Renowned Swiss filmmaker Pio Corradi, who has also been cinematographer on more than 60 films since the 1970s, working with Robert Frank, Xavier Koller and many other directors, recently completed a film portrait of Pierre Favre entitled “Poetry In Motion”. The film is premiered at KKL Lucerne, Switzerland, on October 28th. Following the screening, the Pierre Favre Ensemble will play music from “Fleuve”.
All of the ensemble members are well known in their respective areas of activity.
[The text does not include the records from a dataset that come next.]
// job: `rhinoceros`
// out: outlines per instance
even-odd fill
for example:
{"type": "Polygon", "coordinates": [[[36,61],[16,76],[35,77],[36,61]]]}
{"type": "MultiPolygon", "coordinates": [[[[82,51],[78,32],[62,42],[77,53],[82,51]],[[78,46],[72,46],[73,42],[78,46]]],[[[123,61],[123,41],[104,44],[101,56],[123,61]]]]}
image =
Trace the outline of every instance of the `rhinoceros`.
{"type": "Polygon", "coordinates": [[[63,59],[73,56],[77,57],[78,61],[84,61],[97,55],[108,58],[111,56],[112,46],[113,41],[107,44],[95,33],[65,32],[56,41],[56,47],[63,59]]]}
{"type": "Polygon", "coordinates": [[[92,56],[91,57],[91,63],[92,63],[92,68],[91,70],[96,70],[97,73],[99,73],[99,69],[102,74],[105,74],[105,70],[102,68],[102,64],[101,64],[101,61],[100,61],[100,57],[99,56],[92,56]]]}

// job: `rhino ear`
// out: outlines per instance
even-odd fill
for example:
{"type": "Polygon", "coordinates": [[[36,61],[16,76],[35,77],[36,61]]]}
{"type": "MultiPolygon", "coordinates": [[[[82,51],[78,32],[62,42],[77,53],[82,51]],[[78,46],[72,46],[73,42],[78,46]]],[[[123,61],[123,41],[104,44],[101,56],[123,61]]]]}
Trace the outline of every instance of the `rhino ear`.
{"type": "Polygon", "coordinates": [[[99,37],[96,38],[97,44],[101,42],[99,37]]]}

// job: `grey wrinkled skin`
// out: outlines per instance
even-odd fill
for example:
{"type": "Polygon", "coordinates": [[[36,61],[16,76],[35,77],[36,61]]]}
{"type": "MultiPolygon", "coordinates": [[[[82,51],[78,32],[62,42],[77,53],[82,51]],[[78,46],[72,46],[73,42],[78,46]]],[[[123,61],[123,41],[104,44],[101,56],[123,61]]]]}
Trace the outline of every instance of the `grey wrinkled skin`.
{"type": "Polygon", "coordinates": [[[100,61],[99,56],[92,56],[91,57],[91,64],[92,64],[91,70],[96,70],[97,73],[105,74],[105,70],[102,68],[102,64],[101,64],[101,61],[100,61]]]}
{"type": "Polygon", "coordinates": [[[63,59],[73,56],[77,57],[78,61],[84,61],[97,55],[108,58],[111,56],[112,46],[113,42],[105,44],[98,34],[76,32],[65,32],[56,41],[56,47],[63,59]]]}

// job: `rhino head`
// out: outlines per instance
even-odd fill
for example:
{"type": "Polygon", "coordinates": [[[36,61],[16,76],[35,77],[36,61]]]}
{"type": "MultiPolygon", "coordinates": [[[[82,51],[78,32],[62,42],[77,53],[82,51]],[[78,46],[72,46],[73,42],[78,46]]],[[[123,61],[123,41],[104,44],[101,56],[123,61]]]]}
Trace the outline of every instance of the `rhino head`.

Like Favre himself, reedman Frank Kroll has experience in improvisation in and out of jazz: he has worked with Indian sarod master Vikash Maharaj and Afghan percussionist Hakim Ludin, as well as a long list of European players including Herbert Joos, Bernd Konrad and Hans Koller.
Michel Godard, formerly a member of the Ensemble InterContemporain, the Venice Baroque Ensemble and Arban Chamber Brass, is also long-established as the most in-demand tuba player in improvised music and has played with Louis Sclavis, Gianluigi Trovesi, Enrico Rava, Horace Tapscott, Misha Mengelberg, Kenny Wheeler and dozens more.
Harpist Hélène Breschand has worked with composers including Luciano Berio, Emmanuel Nunes and Bernard Cavanna, and is a member of the Ensemble Laborintusan and the Orchestre Trans Européennes and is active as a soloist, chamber musician and improviser. Her musical partners have included Sophie Agnel, Henri Tournier, Jean-Marc Montera, Garth Knox, Michel Doneda and many others.
Bassist Bänz Oester, active in jazz contexts from standards to free improvisation, leads several bands of his and has also played with Dewey Redman, Michael Brecker, Joe Lovano and the Vienna Art Orchestra.
Guitarist Philipp Schaufelberger has also toured extensively with Dewey Redman, and given concerts with Paul Motian, Joey Baron, Jim Black and others. He has been a member of Harald Haerter’s quartet since 1994 and of Lukas Niggli’s group Zoom since 2000. Like Michel Godard he was previously a part of Favre’s Singing Drums project.
Bass guitarist Wolfgang Zwiauer has played across the genres with musicians from Gerorge Gruntz to Wolfgang Muthspiel to Candy Dulfer, and co-produced recordings by Shirley Grimes and Mat Callahan.